Blanche ist kaum angekommen, da lernen wir Stellas Nachbarin Eunice kennen, eine dauergewellte, laute Person, die zeigt, wo die Straßenbahn in Bremen hinfahren wird. In ein eher grelles dramatisches Zentrum nämlich, in dem Betty Freudenberg als Blanche eine Menge Raum bekommt, zu zeigen, was sie kann. Und das ist eine ganze Menge. Mal trägt sie das ruinierte Nervenkostüm mit erschütternder Porosität, mal umschmeichelt sie virtuos die Männerwelt, mal – und das ist eine der großen Szenen dieses Abends – erzählt sie bei Kerzenschein die Geschichte des einst von ihr leidenschaftlich geliebten jungen Mannes, der sich erschoss, als seine schwulen Neigungen ruchbar wurden – was wieder so ein Detail ist, das zumindest nicht vollends auf der Höhe unserer Zeit scheint. Zu den Kabinettstückchen gehört ferner auch eine virtuose Rollschuh-Nummer von Blanche und Mitch, die allerdings ahnen lässt, wie wenig Kreyer im Grunde zu dem Material eingefallen ist, das Tennessee Williams liefert.

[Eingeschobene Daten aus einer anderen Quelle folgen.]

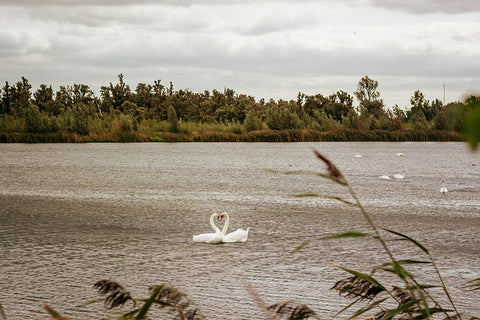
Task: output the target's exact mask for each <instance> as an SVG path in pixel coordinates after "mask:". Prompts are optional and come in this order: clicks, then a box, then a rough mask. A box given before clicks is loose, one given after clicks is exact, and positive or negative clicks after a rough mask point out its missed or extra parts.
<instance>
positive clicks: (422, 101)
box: [407, 90, 429, 129]
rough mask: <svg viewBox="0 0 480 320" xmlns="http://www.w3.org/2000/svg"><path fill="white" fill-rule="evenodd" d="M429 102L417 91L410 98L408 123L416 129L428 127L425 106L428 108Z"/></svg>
mask: <svg viewBox="0 0 480 320" xmlns="http://www.w3.org/2000/svg"><path fill="white" fill-rule="evenodd" d="M428 104H429V102H428V100H425V96H424V94H423V93H422V92H421V91H420V90H417V91H415V93H414V94H413V96H412V97H411V98H410V105H411V108H410V110H409V111H407V121H408V122H409V123H411V124H412V125H413V126H414V127H415V128H416V129H424V128H426V127H427V118H426V117H425V112H424V111H425V106H428Z"/></svg>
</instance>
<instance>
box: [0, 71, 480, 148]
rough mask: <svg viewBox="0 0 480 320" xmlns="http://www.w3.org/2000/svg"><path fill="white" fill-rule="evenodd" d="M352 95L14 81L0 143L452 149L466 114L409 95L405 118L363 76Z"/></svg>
mask: <svg viewBox="0 0 480 320" xmlns="http://www.w3.org/2000/svg"><path fill="white" fill-rule="evenodd" d="M353 94H354V96H355V97H356V99H357V100H358V105H357V106H354V97H353V96H352V95H350V94H349V93H347V92H345V91H342V90H340V91H338V92H336V93H332V94H330V95H328V96H326V95H323V94H315V95H306V94H304V93H301V92H300V93H298V95H297V97H296V98H295V99H292V100H289V101H285V100H278V101H274V100H273V99H270V100H269V101H265V100H264V99H260V100H258V101H257V100H256V99H255V98H254V97H252V96H250V95H245V94H238V93H235V91H234V90H233V89H228V88H225V89H224V90H223V92H220V91H217V90H213V91H212V92H209V91H204V92H201V93H195V92H192V91H190V90H188V89H181V90H174V87H173V83H171V82H170V84H169V86H164V85H163V84H162V83H161V81H160V80H158V81H154V83H153V84H145V83H139V84H137V86H136V88H135V89H134V90H132V89H130V87H129V86H128V85H127V84H126V83H125V82H124V80H123V75H122V74H120V75H119V76H118V82H117V83H115V84H114V83H109V85H107V86H102V87H101V88H100V95H99V96H97V95H95V94H94V92H93V90H92V89H91V88H90V87H89V86H87V85H84V84H74V85H73V86H60V88H59V90H58V91H56V92H55V91H54V90H53V88H52V86H49V85H45V84H42V85H40V87H39V88H38V89H37V90H36V91H33V90H32V86H31V85H30V84H29V81H28V80H27V79H26V78H24V77H22V78H21V80H20V81H18V82H17V83H15V84H14V85H10V84H9V83H8V82H6V83H5V85H4V86H3V88H2V90H1V100H0V142H27V143H34V142H144V141H155V142H162V141H165V142H187V141H205V142H217V141H227V142H230V141H244V142H260V141H265V142H282V141H285V142H294V141H458V140H461V139H462V138H463V135H462V130H463V127H464V118H465V114H467V113H468V112H469V111H471V109H472V107H471V106H470V104H469V103H468V101H467V102H460V101H458V102H452V103H448V104H445V105H444V103H443V102H442V101H441V100H438V99H435V100H434V101H428V100H426V99H425V96H424V94H423V93H422V92H421V91H418V90H417V91H415V92H414V93H413V95H412V97H411V99H410V104H411V105H410V107H409V108H408V110H405V109H404V108H400V107H399V106H398V105H395V106H388V107H387V106H385V104H384V102H383V100H382V99H381V98H380V92H379V91H378V82H377V81H375V80H373V79H371V78H369V77H368V76H365V77H363V78H362V79H361V80H360V81H359V82H358V85H357V91H355V92H354V93H353ZM470 99H474V100H475V101H477V102H478V99H479V98H478V97H471V98H470Z"/></svg>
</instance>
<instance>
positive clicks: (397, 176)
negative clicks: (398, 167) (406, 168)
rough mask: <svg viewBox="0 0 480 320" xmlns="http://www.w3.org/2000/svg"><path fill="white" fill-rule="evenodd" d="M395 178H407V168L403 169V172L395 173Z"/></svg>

Der soll auf die Frage nach dem Sinn des Stücks gesagt haben: „You better watch out or the apes take over!“ Was sich in etwas übersetzen lässt als: Pass auf vor den Brutalen, vor denen mit den Ressentiments, den allzu einfachen Antworten, denen, die keine Zweifel an sich dulden. Blanche zerbricht am Ende schließlich daran, dass sie keinen Platz in diesen modernen Zeiten findet, aber auch den überkommenen Anstandsregeln nicht entsprechen kann, seien die Gerüchte über sie nun Fake News oder nicht.

Am Ende bleibt Freude am Ensemble

Natürlich kann Kreyer diese Ebene nicht ignorieren – aber eine künstlerische Notwendigkeit, das auf diese Weise noch einmal zu erzählen, ist kaum zu erkennen. Die Schwere des Stoffs will er uns erleichtern, indem er den Proleten zum Zotenreißer verzerrt, die wachsame Nachbarschaft kaum mehr als Karikatur sein lässt.

Und so bleibt am Ende vor allem Freude am Ensemble: Johannes Kühn als Stan Kowalski und Lisa Guth als seine Frau Stella spielen erfreulich differenziert, Mathieu Svetchine ist nuanciert als um Blanche buhlendes, am Ende aber der Familienraison gehorchendes Muttersöhnchen Mitch zu sehen, Gabriele Möller-Lukasz spielt die schrille Nachbarin Eunice genussvoll aus. Und Betty Freudenberg, die hier ihre letzte große Bremer Premiere feiert, bevor sie im Sommer gen Dresden zieht, darf sich als Blanche DuBois, wie angedeutet, mit einem veritablen Parforce-Ritt noch einmal in die Herzen ihres Publikums spielen. Ihretwegen lohnt der Besuch durchaus. Ansonsten leider nicht so sehr.

Die nächsten Vorstellungen: Sonntag, 7. Mai, 18.30 Uhr, Freitag, 12. Mai, 20 Uhr, Kleines Haus, Bremen.